Однажды наш век станет таким же абсурдным и пыльным, как этот зал. Ты стоишь в этом зале, на двух, трех или шести лапах (может, у тебя две головы, – я не знаю, каков ты, житель будущего), ты озираешься, ничего не понимая. Только свет тебе понятен.
Я вспомнил женщину из Москвы, которая считает себя экспертом в области оформления выставок, она была наслышана о Театре и приехала увидеть чудачества Кустаря своими глазами. Она прошлась по залам, повздыхала и сказала: «Все это жутко интересно. В этом чувствуется оригинальный почерк, можно сказать, артистический новояз, но то, как это сделано… Ох!.. Ну, первым делом надо было задраить все окна. Тут нужен только электрический свет, – авторитетно заявила она, – затемнения и вкрадчивая подсветка.

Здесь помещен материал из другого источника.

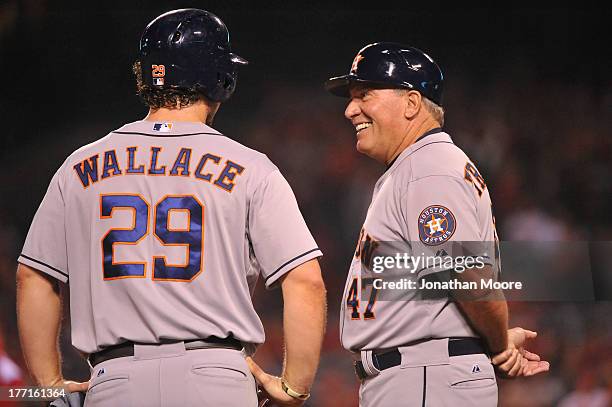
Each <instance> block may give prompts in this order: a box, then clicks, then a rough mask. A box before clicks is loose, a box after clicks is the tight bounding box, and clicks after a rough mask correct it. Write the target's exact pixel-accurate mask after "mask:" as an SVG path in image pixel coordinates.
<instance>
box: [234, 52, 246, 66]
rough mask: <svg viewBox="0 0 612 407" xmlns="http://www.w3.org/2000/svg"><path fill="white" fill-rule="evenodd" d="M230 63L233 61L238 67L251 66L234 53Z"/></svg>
mask: <svg viewBox="0 0 612 407" xmlns="http://www.w3.org/2000/svg"><path fill="white" fill-rule="evenodd" d="M230 61H232V62H233V63H235V64H237V65H248V64H249V61H247V60H246V59H244V58H242V57H241V56H239V55H236V54H233V53H230Z"/></svg>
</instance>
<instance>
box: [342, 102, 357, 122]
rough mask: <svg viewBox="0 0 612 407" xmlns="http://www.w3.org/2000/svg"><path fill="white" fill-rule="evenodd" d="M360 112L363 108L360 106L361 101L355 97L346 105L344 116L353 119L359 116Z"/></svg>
mask: <svg viewBox="0 0 612 407" xmlns="http://www.w3.org/2000/svg"><path fill="white" fill-rule="evenodd" d="M360 112H361V109H360V108H359V103H357V101H356V100H355V99H351V101H350V102H349V104H348V105H347V106H346V109H345V110H344V117H346V118H347V119H349V120H352V119H353V117H356V116H358V115H359V113H360Z"/></svg>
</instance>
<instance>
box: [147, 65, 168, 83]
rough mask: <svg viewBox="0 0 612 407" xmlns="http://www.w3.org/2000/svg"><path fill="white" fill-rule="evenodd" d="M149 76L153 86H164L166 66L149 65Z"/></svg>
mask: <svg viewBox="0 0 612 407" xmlns="http://www.w3.org/2000/svg"><path fill="white" fill-rule="evenodd" d="M151 76H152V77H153V85H157V86H162V85H163V84H164V76H166V66H165V65H151Z"/></svg>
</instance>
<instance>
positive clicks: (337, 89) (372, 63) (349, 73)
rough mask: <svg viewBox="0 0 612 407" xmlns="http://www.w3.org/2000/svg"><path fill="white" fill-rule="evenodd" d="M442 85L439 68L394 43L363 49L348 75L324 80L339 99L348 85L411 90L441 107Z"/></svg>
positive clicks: (425, 55)
mask: <svg viewBox="0 0 612 407" xmlns="http://www.w3.org/2000/svg"><path fill="white" fill-rule="evenodd" d="M443 82H444V76H443V75H442V71H441V70H440V67H439V66H438V65H437V64H436V63H435V62H434V60H433V59H431V58H430V57H429V56H428V55H427V54H425V53H424V52H423V51H421V50H419V49H416V48H414V47H409V46H406V45H402V44H397V43H394V42H377V43H374V44H369V45H366V46H365V47H363V48H362V49H361V50H360V51H359V52H358V53H357V56H356V57H355V59H354V60H353V65H352V66H351V70H350V72H349V73H348V74H347V75H342V76H337V77H334V78H330V79H328V80H327V82H325V89H327V90H328V91H330V92H331V93H333V94H334V95H336V96H343V97H349V91H348V90H349V85H350V84H351V83H366V84H375V85H381V86H387V87H390V88H404V89H413V90H416V91H419V92H420V93H421V94H422V95H423V96H425V97H426V98H427V99H429V100H431V101H432V102H434V103H436V104H437V105H440V106H441V105H442V85H443Z"/></svg>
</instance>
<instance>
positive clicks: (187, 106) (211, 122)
mask: <svg viewBox="0 0 612 407" xmlns="http://www.w3.org/2000/svg"><path fill="white" fill-rule="evenodd" d="M218 108H219V104H218V103H216V104H214V105H213V106H209V105H208V104H206V103H204V102H203V101H198V102H195V103H192V104H190V105H189V106H185V107H181V108H172V109H169V108H166V107H162V108H159V109H153V108H151V109H149V114H147V117H145V120H147V121H155V122H161V121H169V122H200V123H206V124H207V125H212V122H213V119H214V116H215V113H216V112H217V109H218Z"/></svg>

Вам необходимо светотехническое оборудование и светодизайнер». Она была готова взяться за это, но Кустарь рассмеялся ей в лицо, и она стремительно уехала восвояси. Видимо, Кустарь задел ее самомнение. Принципиальная дама с репутацией, она решила ему отомстить и развеять миф, выстроившийся вокруг нашего Театра. В своем блоге она выставила самые неудачные фотографии, показала, что все находится в ужасном состоянии, все «так называемые предметы искусства буквально гниют у вас на глазах и покрываются плесенью, проходя первичные стадии распада, что чревато легочными заболеваниями для посетителей». Пересыпая сложными терминами, она разнесла в пух и прах каждый выбранный ею для анализа «скульптурный хаос», в итоге Кустаря она назвала сумасбродом, а его Театр – безобразной свалкой. Эссе получилось сильное и нанесло неоспоримый вред: к нам перестали приезжать гости из России. Вот уже с месяц никого. Думаю, эта утонченная, прогрессивная, либерально мыслящая дама своему трудоемкому эссе отдала много сил, и оно того, вероятно, стоило бы, если бы в то же время ее страна не превращалась в свалку.